The 3 months correlation between Visa and Calvert is 0.34. Overlapping area represents the amount of risk that can be diversified away by holding Visa Class A and Calvert International Responsi in the same portfolio, assuming nothing else is changed. The correlation between historical prices or returns on Calvert International and Visa is a relative statistical measure of the degree to which these equity instruments tend to move together. The correlation coefficient measures the extent to which returns on Visa Class A are associated (or correlated) with Calvert International. Values of the correlation coefficient range from -1 to +1, where. The correlation of zero (0) is possible when the price movement of Calvert International has no effect on the direction of Visa i.e., Visa and Calvert International go up and down completely randomly.
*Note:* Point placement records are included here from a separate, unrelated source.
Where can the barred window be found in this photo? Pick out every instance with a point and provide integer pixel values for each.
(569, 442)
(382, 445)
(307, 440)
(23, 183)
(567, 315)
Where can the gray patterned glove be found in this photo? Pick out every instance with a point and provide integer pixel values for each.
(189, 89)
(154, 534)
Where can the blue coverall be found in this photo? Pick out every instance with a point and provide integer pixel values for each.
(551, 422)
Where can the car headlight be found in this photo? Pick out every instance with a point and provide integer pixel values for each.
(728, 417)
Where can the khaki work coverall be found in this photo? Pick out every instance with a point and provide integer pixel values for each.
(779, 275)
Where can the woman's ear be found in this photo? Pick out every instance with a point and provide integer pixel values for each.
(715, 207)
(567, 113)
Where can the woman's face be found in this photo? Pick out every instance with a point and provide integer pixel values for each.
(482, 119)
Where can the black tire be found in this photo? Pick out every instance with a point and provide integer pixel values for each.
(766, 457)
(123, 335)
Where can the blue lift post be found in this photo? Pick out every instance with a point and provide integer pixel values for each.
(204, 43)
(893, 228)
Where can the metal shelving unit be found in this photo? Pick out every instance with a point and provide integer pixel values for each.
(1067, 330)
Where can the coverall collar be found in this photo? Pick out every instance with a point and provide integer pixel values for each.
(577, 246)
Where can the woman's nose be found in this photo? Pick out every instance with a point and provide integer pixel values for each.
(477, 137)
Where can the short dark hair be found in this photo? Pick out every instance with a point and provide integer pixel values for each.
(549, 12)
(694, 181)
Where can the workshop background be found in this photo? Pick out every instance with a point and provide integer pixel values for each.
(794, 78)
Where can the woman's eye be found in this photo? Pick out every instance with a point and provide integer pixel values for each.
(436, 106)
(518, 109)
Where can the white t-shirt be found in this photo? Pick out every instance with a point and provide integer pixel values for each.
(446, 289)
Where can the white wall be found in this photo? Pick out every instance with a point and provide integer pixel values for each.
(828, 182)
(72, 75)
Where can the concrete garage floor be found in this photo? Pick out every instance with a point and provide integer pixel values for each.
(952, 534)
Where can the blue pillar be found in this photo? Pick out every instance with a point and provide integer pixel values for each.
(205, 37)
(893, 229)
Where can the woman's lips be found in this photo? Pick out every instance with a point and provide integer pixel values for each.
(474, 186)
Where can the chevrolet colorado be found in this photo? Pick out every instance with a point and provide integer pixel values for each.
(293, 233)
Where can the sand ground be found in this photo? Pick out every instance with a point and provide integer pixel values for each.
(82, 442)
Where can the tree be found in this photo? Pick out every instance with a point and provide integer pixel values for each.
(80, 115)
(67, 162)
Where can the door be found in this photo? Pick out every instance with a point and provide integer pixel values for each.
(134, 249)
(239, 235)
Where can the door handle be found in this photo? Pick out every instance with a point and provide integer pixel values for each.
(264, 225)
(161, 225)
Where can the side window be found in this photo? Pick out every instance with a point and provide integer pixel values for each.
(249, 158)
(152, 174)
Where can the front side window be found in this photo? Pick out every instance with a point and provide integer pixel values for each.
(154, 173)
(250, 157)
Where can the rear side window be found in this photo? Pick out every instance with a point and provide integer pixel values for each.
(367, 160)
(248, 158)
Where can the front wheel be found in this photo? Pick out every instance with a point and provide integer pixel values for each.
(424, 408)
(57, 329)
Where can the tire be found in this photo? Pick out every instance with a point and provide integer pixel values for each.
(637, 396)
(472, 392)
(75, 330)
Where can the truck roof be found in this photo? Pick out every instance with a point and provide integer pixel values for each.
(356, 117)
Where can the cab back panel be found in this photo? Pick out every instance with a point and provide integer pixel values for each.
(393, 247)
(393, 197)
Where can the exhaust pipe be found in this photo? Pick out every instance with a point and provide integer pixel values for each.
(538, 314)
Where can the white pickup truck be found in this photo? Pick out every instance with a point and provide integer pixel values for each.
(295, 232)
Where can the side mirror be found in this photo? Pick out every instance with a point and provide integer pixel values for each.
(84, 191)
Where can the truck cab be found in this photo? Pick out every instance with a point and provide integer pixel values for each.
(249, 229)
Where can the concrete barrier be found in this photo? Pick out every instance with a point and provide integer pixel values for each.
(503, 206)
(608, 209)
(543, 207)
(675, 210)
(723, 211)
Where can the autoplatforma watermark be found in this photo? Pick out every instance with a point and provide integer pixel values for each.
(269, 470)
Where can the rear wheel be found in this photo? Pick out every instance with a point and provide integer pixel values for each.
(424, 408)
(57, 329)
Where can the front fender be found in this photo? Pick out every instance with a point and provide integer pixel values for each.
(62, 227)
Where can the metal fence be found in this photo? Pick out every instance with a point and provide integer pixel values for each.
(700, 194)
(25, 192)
Pair Corralation between Visa and Calvert International

Taking into account the 90-day investment horizon Visa Class A is expected to generate 1.32 times more return on investment than Calvert International. However, Visa is 1.32 times more volatile than Calvert International Responsible. It trades about 0.1 of its potential returns per unit of risk. Calvert International Responsible is currently generating about 0.06 per unit of risk. If you would invest  26,322  in Visa Class A on November 9, 2024 and sell it today you would earn a total of  8,426  from holding Visa Class A or generate 32.01% return on investment over 90 days.
Time Period3 Months [change]
DirectionMoves Together 
StrengthVery Weak
Accuracy100.0%
ValuesDaily Returns

Visa Class A  vs.  Calvert International Responsi

 Performance 
       Timeline  
Visa Class A 

Risk-Adjusted Performance

Solid

 
Weak
 
Strong
Compared to the overall equity markets, risk-adjusted returns on investments in Visa Class A are ranked lower than 17 (%) of all global equities and portfolios over the last 90 days. In spite of fairly weak basic indicators, Visa may actually be approaching a critical reversion point that can send shares even higher in March 2025.
Calvert International 

Risk-Adjusted Performance

Insignificant

 
Weak
 
Strong
Compared to the overall equity markets, risk-adjusted returns on investments in Calvert International Responsible are ranked lower than 4 (%) of all funds and portfolios of funds over the last 90 days. In spite of fairly strong basic indicators, Calvert International is not utilizing all of its potentials. The current stock price disturbance, may contribute to short-term losses for the investors.

Visa and Calvert International Volatility Contrast

   Predicted Return Density   
       Returns  

Pair Trading with Visa and Calvert International

The main advantage of trading using opposite Visa and Calvert International positions is that it hedges away some unsystematic risk. Because of two separate transactions, even if Visa position performs unexpectedly, Calvert International can make up some of the losses. Pair trading also minimizes risk from directional movements in the market. For example, if an entire industry or sector drops because of unexpected headlines, the short position in Calvert International will offset losses from the drop in Calvert International's long position.
The idea behind Visa Class A and Calvert International Responsible pairs trading is to make the combined position market-neutral, meaning the overall market's direction will not affect its win or loss (or potential downside or upside). This can be achieved by designing a pairs trade with two highly correlated stocks or equities that operate in a similar space or sector, making it possible to obtain profits through simple and relatively low-risk investment.
Check out your portfolio center.
Note that this page's information should be used as a complementary analysis to find the right mix of equity instruments to add to your existing portfolios or create a brand new portfolio. You can also try the Portfolio Suggestion module to get suggestions outside of your existing asset allocation including your own model portfolios.